An Actions Runner Controller (ARC) alternative for self-hosted GitHub Actions runners on multi-tenant Kubernetes — oversubscribe a shared quota for higher utilization and lower cost, recover evicted jobs automatically, and isolate every tenant's GitHub egress for per-team IP allowlisting and contained blast radius.
Each tenant operates many runner groups (CPU, GPU, large-memory, …) inside their own namespace under a single ResourceQuota, all driven by one Kubernetes operator.
GitHub Actions Gateway (GAG) brings four properties that Actions Runner Controller (ARC) scale-set mode does not provide together:
- Priority-tiered scheduling across a shared
ResourceQuota. Reserve a floor of slots for expensive GPU runners that a flood of cheap CPU pods can't starve, then let higher tiers burst opportunistically into spare capacity — so you can oversubscribe the quota for higher utilization and lower cost instead of holding idle headroom in reserve. - Automatic eviction retry. When a worker pod is preempted, OOM-killed, or lost to a node failure, GAG fast-cancels the GitHub-side job lock and calls the rerun API, with a per-job retry budget — no manual rerun needed.
- Per-tenant dedicated egress IP pool. Every tenant's GitHub traffic exits through a tenant-specific HTTPS CONNECT proxy pool, enabling per-team IP allowlisting on the GitHub side and containing rate-limit or abuse blast radius to one tenant.
- Self-service multi-tenant onboarding via one CR. A team creates a single
ActionsGatewayCR in their own namespace and receives a fully isolated gateway instance: RBAC, NetworkPolicies, egress proxy, controller, and every runner group they declared — all operating within the platform-owned namespaceResourceQuota.
GAG also scales workers to zero between jobs — the same property ARC scale-set mode provides with minRunners: 0 — but with substantially less always-on overhead. ARC's listener is a per-scale-set pod running a full .NET runtime (~256 MiB resident, plus a cluster IP, held open 24/7 to long-poll GitHub). GAG hosts every RunnerGroup's listener as a goroutine in one shared controller pod, at ~60 KiB per group. A tenant with 10 runner groups holds ~600 KiB of listener state in one pod instead of ~2.5 GiB across 10 pods.

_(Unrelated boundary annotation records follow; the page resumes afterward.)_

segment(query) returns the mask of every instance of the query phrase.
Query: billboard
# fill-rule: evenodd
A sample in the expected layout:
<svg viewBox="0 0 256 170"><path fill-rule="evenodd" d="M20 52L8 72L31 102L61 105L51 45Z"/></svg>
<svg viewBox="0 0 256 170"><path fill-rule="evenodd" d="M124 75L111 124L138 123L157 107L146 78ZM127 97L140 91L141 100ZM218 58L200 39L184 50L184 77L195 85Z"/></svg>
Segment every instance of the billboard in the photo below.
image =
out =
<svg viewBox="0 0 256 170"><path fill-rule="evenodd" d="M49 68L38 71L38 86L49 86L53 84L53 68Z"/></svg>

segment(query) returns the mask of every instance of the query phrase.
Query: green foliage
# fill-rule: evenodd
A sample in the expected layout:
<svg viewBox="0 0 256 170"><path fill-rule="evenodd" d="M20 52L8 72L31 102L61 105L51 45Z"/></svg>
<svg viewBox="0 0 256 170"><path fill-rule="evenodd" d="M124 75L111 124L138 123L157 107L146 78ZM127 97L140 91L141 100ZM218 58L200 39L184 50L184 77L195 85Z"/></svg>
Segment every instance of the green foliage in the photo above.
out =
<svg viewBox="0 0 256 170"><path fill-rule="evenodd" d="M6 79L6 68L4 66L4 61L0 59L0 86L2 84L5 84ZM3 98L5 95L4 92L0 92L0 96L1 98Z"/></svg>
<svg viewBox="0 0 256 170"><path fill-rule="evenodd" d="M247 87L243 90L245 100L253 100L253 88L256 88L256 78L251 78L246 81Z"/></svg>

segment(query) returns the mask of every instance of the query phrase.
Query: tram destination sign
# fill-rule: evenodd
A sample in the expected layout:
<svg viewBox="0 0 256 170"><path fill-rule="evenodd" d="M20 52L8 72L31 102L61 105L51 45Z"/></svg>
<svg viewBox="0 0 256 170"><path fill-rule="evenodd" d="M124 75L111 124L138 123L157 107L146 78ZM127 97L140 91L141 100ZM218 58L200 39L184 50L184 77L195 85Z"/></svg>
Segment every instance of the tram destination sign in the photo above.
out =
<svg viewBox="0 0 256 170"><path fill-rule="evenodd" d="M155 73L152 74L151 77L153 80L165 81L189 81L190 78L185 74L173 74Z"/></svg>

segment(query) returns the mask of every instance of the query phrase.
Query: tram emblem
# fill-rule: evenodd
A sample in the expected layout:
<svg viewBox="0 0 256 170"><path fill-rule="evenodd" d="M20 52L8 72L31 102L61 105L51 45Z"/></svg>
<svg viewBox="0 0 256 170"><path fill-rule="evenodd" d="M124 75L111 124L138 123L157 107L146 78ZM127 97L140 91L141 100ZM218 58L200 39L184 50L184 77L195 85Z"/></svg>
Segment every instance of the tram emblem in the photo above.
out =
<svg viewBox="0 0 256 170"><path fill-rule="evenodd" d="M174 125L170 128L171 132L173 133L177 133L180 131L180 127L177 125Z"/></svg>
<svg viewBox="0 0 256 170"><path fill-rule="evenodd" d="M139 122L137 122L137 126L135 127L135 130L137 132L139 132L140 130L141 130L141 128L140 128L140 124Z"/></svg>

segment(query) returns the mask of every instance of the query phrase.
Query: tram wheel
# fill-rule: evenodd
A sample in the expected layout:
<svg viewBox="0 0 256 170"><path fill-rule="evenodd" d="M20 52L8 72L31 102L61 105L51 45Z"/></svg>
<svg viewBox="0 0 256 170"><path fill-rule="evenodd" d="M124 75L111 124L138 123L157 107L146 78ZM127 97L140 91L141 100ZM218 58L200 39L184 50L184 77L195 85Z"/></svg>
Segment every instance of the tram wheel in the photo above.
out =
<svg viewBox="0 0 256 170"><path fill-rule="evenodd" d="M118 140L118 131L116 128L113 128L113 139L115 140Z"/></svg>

Running many runner groups for one tenant in a shared Kubernetes namespace creates four compounding problems that ARC scale-set mode does not address together:
Scheduling starvation under a shared ResourceQuota. Each ARC AutoscalingRunnerSet has its own maxRunners cap, but there is no primitive for "GPU runners must always be able to claim at least N slots, regardless of how many CPU runners are active." When cheap CPU pods exhaust namespace quota first, the most expensive hardware reliably loses the race.

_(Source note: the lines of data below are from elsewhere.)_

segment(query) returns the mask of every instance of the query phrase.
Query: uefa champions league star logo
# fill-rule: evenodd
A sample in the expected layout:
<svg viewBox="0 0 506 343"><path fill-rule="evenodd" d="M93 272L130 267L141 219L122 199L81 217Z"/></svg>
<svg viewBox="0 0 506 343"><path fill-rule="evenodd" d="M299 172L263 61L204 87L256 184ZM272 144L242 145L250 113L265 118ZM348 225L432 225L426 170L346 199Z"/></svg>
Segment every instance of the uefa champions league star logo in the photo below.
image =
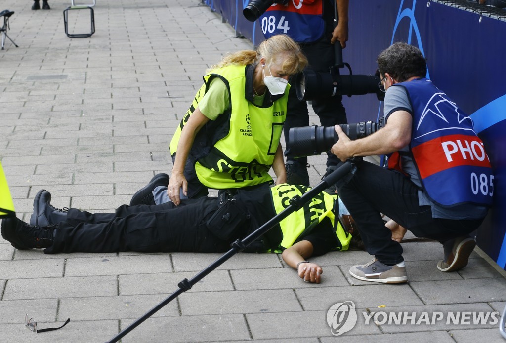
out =
<svg viewBox="0 0 506 343"><path fill-rule="evenodd" d="M347 332L357 324L355 303L351 300L332 305L327 312L327 323L334 336Z"/></svg>

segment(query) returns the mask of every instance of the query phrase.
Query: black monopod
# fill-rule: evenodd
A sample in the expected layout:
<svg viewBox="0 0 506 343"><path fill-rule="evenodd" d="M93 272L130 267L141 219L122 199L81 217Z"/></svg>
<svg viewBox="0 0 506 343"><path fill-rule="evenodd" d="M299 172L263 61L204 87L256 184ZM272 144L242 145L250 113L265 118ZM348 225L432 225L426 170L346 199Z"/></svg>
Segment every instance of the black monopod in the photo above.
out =
<svg viewBox="0 0 506 343"><path fill-rule="evenodd" d="M339 180L348 175L354 168L355 165L353 162L348 161L333 172L324 177L321 182L310 189L307 193L303 194L302 197L299 197L299 195L294 197L289 201L290 205L286 208L272 217L264 225L260 226L260 227L257 229L242 240L237 239L234 241L231 244L232 249L206 267L195 276L189 280L185 279L179 282L178 284L178 287L179 287L179 289L148 311L146 314L120 331L117 335L112 337L110 340L108 340L106 343L113 343L114 342L118 341L122 337L138 326L143 321L152 316L174 299L176 299L178 296L191 288L193 285L204 278L207 274L226 262L227 260L237 253L244 250L244 248L260 238L261 236L267 233L267 231L281 220L288 217L288 215L293 212L302 208L306 203L309 202L311 199L325 190L325 189L331 185L334 184Z"/></svg>

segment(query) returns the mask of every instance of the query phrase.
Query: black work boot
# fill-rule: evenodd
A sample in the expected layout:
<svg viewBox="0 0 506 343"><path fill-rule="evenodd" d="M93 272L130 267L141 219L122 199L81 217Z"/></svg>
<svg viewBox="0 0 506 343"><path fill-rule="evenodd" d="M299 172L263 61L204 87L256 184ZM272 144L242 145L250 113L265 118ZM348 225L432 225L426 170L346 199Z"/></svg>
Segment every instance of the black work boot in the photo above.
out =
<svg viewBox="0 0 506 343"><path fill-rule="evenodd" d="M2 236L18 249L40 249L53 245L58 227L58 224L34 226L16 217L4 218L2 222Z"/></svg>
<svg viewBox="0 0 506 343"><path fill-rule="evenodd" d="M30 217L30 225L47 226L67 220L68 209L57 209L50 203L51 193L46 189L40 189L33 200L33 213Z"/></svg>
<svg viewBox="0 0 506 343"><path fill-rule="evenodd" d="M130 206L155 205L153 190L158 186L167 186L170 177L166 174L160 173L153 177L149 183L137 191L130 201Z"/></svg>

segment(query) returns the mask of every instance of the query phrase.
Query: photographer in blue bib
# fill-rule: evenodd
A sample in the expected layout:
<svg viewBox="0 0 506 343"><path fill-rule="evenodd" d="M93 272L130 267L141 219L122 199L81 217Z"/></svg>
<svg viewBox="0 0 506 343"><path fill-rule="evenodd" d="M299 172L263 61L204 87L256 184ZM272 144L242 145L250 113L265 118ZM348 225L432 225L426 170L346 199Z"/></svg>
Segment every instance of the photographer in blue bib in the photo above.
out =
<svg viewBox="0 0 506 343"><path fill-rule="evenodd" d="M170 180L155 178L130 204L178 205L182 199L206 196L209 188L268 186L271 167L276 183L285 182L279 140L287 80L307 63L297 43L277 35L256 51L227 55L212 66L171 141Z"/></svg>
<svg viewBox="0 0 506 343"><path fill-rule="evenodd" d="M276 3L260 16L262 30L266 38L279 33L287 34L299 43L309 61L308 67L317 72L328 72L335 62L333 44L346 47L348 39L349 0L253 0L256 3ZM335 18L337 14L338 18ZM339 69L334 70L339 74ZM292 86L288 93L288 109L284 129L285 141L292 127L309 125L308 105L300 100L296 92L295 77L289 81ZM340 94L313 99L315 113L323 126L347 123L346 112ZM286 157L287 182L309 185L306 157L296 158L289 151ZM327 153L327 169L324 177L335 170L339 159ZM331 190L333 191L333 190Z"/></svg>
<svg viewBox="0 0 506 343"><path fill-rule="evenodd" d="M338 187L374 256L350 273L365 281L407 281L400 239L392 239L382 213L401 226L394 231L405 228L440 241L444 257L437 268L458 270L476 246L470 234L492 204L494 176L483 142L471 118L426 78L426 60L418 48L396 43L379 55L377 64L378 86L386 92L384 127L352 140L336 125L339 139L331 149L342 161L389 156L388 169L357 162L351 181Z"/></svg>
<svg viewBox="0 0 506 343"><path fill-rule="evenodd" d="M183 199L179 206L170 202L123 205L114 213L93 214L56 209L50 203L51 193L42 189L34 200L30 224L15 217L4 219L2 235L18 249L44 249L46 254L224 252L231 243L283 211L290 199L308 190L304 186L286 184L240 188L227 199ZM299 277L319 283L323 270L309 258L330 251L363 249L358 231L354 232L353 219L342 204L339 217L335 215L337 201L337 195L318 194L245 251L282 252L283 259Z"/></svg>

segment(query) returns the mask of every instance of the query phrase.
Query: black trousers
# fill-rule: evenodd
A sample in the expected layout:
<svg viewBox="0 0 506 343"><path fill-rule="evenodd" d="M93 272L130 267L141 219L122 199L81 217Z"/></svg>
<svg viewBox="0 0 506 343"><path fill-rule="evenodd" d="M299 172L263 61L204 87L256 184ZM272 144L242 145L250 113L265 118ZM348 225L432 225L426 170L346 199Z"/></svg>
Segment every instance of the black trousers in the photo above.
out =
<svg viewBox="0 0 506 343"><path fill-rule="evenodd" d="M380 213L416 237L441 243L473 232L483 221L433 218L430 206L418 205L418 187L408 177L366 162L357 164L355 176L348 183L339 185L339 192L358 226L367 252L387 264L404 259L401 244L392 240Z"/></svg>
<svg viewBox="0 0 506 343"><path fill-rule="evenodd" d="M222 252L229 241L215 237L205 222L218 208L217 198L159 205L122 205L114 213L92 214L70 209L59 224L53 246L57 253Z"/></svg>
<svg viewBox="0 0 506 343"><path fill-rule="evenodd" d="M311 44L301 44L303 52L309 62L308 68L315 71L329 72L329 67L334 65L334 46L330 44L332 32L327 32L319 41ZM336 44L339 44L338 42ZM288 92L286 118L283 128L285 141L288 141L288 131L290 128L309 125L309 114L305 101L297 97L296 91L295 78L289 80L292 86ZM346 111L341 102L343 97L338 95L327 98L320 98L312 101L313 109L320 118L322 126L333 126L338 124L346 124ZM330 152L327 153L327 166L335 165L339 160ZM286 155L287 160L293 160L291 154ZM303 164L307 163L308 159L302 157L297 160Z"/></svg>

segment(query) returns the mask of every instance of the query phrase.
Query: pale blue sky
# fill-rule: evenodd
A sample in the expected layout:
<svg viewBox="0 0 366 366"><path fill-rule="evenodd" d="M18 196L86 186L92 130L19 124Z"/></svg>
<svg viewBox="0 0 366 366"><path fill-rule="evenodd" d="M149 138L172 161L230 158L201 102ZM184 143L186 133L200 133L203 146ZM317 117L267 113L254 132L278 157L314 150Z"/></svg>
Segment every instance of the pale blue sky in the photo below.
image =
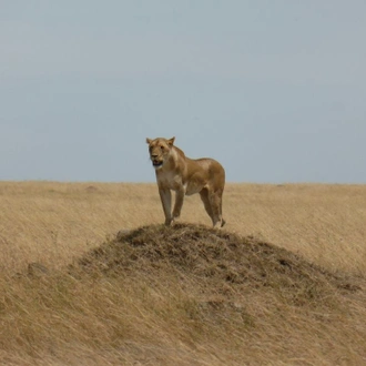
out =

Listener overhead at scale. ARC's scale-set listener is one pod per scale set running a full .NET runtime — roughly 256 MiB resident, plus a cluster IP, held alive 24/7 to long-poll GitHub. A tenant with 10 scale sets pays ~2.5 GiB of memory and 10 pod slots at rest, before any job runs. Teams that also pin minRunners > 0 to mask runner-pod cold-start latency multiply this further with idle runner pods on expensive hardware.
No automatic recovery from worker eviction. When a runner pod is preempted, OOM-killed, or lost to a node failure, ARC has no built-in flow to fast-cancel the GitHub job lock and rerun. The job sits until GitHub's lock expires (typically ~10 minutes), then surfaces as a failed workflow that needs manual rerun.
Platform team as bottleneck. Onboarding a tenant means provisioning namespace, quotas, controller scope, scale sets, NetworkPolicies, and egress — a platform-team checklist per team. Subsequent changes (new runner type, quota adjustment, scaling tweak) land as tickets.
Scheduling priority tiers per RunnerGroup. The priorityTiers field maps Kubernetes PriorityClass objects to cumulative pod-count thresholds. The first N pods of a GPU runner group get a preempting PriorityClass and will displace lower-priority CPU pods when quota is contended — guaranteeing they schedule. Higher tiers use preemptionPolicy: Never, so burst capacity gains scheduling preference without evicting running jobs. A final threshold caps total concurrency per group.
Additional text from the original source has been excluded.